Ooh, heartburn, if that's what it is, might be a standard symptom of CF. I'm frequently saying that I have GI dominant CF, a less serious form of CF. I'm beginning to feel that GI dominant issues don't get the attention and respect they deserve. Pulmonary issues are more deadly and usually more urgent, but they both impact the quality of life.
I'd be interested in understanding why the shift from a PPI, Proton Pump Inhibitor, to Zantac. Generally speaking if you need a PPI you're going to need the augmented use of something like Zantac. The only good reason for suspending its use, aside from not needing it, is the long term use. My doctor(s) rarely have said that in ten years or so I will have some bone loss the use of one drug or another, PPI's especially.
Anytime I hear heartburn and CF in the same sentence I start to think about everything that feels like heartburn, but isn't. Got your gallbladder? People describe it, including me, as an exquisite case of heartburn, hiccups or a burp/belch caught in the high stomach. A pancreatic attack is similar but called epigastric pain. Both exceed the notion of heartburn in terms of distress.
Heartburn begins as hyperacidity, usually treated with a PPI or antacid if it's occasional. When stomach acid is churning on nothing, eventually it erodes the protective mucus layer and being stomach acid, it burns the lining of the stomach. The actual burning of the stomach lining is very much like a sunburn. In fact many CFers, especially when the entire gut is tender, it's been compared to a sunburn of the viscera, that won't go away. Stomach acid on food does produce hydrochloric acid gas. As a child out of his depth playing with my chemistry set, amply supplied with a stock of powerful and dangerous reagents courtesy of the local drug store, with my father's permission, I encountered a gas from a strong acid. Called fuming nitric acid, when I got it home I decided to smell the fumes.

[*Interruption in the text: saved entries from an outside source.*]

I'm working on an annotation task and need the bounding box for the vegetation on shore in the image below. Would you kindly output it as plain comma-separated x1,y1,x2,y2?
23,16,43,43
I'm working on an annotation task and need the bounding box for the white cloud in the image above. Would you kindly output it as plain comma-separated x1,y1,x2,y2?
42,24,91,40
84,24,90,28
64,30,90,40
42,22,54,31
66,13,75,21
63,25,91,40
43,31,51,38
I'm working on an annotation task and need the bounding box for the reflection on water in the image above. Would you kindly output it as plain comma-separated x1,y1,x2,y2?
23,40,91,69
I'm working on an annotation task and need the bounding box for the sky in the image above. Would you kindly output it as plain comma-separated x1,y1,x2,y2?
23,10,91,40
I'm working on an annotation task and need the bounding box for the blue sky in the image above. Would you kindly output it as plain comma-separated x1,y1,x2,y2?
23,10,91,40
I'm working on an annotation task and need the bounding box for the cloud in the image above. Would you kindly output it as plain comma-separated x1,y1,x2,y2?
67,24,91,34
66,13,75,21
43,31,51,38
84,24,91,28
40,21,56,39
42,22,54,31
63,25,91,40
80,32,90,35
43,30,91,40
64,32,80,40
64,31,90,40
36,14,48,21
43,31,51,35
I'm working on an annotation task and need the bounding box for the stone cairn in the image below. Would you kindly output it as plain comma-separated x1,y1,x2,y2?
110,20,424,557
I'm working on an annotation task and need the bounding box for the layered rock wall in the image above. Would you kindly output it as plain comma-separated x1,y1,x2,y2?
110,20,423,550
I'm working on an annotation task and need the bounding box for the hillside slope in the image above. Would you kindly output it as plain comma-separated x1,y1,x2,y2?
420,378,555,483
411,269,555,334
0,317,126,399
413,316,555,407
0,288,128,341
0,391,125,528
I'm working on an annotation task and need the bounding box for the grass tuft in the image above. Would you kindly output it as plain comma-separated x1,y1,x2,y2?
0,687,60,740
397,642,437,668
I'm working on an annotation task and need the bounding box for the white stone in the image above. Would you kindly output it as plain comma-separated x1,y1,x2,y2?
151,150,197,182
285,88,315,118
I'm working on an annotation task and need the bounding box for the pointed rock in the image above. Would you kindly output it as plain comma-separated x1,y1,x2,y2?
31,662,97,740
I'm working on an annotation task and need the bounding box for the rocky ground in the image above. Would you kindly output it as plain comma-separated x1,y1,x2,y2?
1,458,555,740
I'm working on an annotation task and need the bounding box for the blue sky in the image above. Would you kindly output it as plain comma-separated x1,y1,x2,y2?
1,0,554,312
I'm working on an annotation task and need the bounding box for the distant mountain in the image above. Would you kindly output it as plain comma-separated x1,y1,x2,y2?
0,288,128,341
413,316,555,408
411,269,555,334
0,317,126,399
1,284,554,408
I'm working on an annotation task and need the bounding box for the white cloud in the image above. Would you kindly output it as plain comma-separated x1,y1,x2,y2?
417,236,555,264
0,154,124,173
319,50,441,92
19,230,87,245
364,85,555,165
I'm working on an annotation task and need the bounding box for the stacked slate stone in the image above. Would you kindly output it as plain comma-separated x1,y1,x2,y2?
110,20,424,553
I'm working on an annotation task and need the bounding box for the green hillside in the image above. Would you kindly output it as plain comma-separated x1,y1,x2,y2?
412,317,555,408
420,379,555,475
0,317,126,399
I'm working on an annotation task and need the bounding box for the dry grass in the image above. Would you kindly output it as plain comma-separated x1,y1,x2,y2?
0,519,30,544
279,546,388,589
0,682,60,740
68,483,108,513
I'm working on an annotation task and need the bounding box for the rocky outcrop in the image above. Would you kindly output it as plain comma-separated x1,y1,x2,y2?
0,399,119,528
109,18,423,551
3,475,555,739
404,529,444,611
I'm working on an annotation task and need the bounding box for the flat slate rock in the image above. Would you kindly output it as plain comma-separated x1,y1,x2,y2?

A dilute acid is used to cauterize a stubborn blood vessel in a nosebleed. What I drew a breath of instantly eroded my nasal mucosa and I had the nosebleed of my lifetime. Lessons learned that day have been worth the mistake, I had an instant understanding the strength of laboratory grade chemicals. My point for anyone who doesn't respect the potential strength of stomach acid, hasn't gotten a nosebleed from vomiting. Heartburn is an already burned stomach lining, exposed to stomach acid and the fumes. Don't suffer long if this doesn't work. I take an Uber PPI called Dexilant in addition to 2 or more Zantac daily.
Hope that helps,
LL
P.S. The reason for hyperacidity caused by CF. Those CFers who like me, have sweaty hands, a CF classic, make for lousy criminals because our fingerprints will literally etch into metal. Definitely my HCL concentrated sweat removes the bluing on gunmetal, leaving a permanent finger print wherever it's touched. That sweat chloride test for CF is a hint, in effect the test measures the concentration of chlorine in our sweat. Defective mucus cells are lining the gut of CF patients that produces way too much chloride, 2 chlorine atoms looking for a better match, and the stomach has special cells that provide that matches with protons. Protons in this case is a little bit of chemical terminology. Hydrogen like chlorine, hates to be alone and being our smallest and simplest element, a single hydrogen is called a proton.
The strength of stomach acid depends on how much hydrogen and chlorine bind, the more, the stronger. A non CFer doesn't have an excess of chloride ions as we do. This is why gastritis and GERD are so common in CF. PPI's reduce the availability of hydrogen protons. Bummer.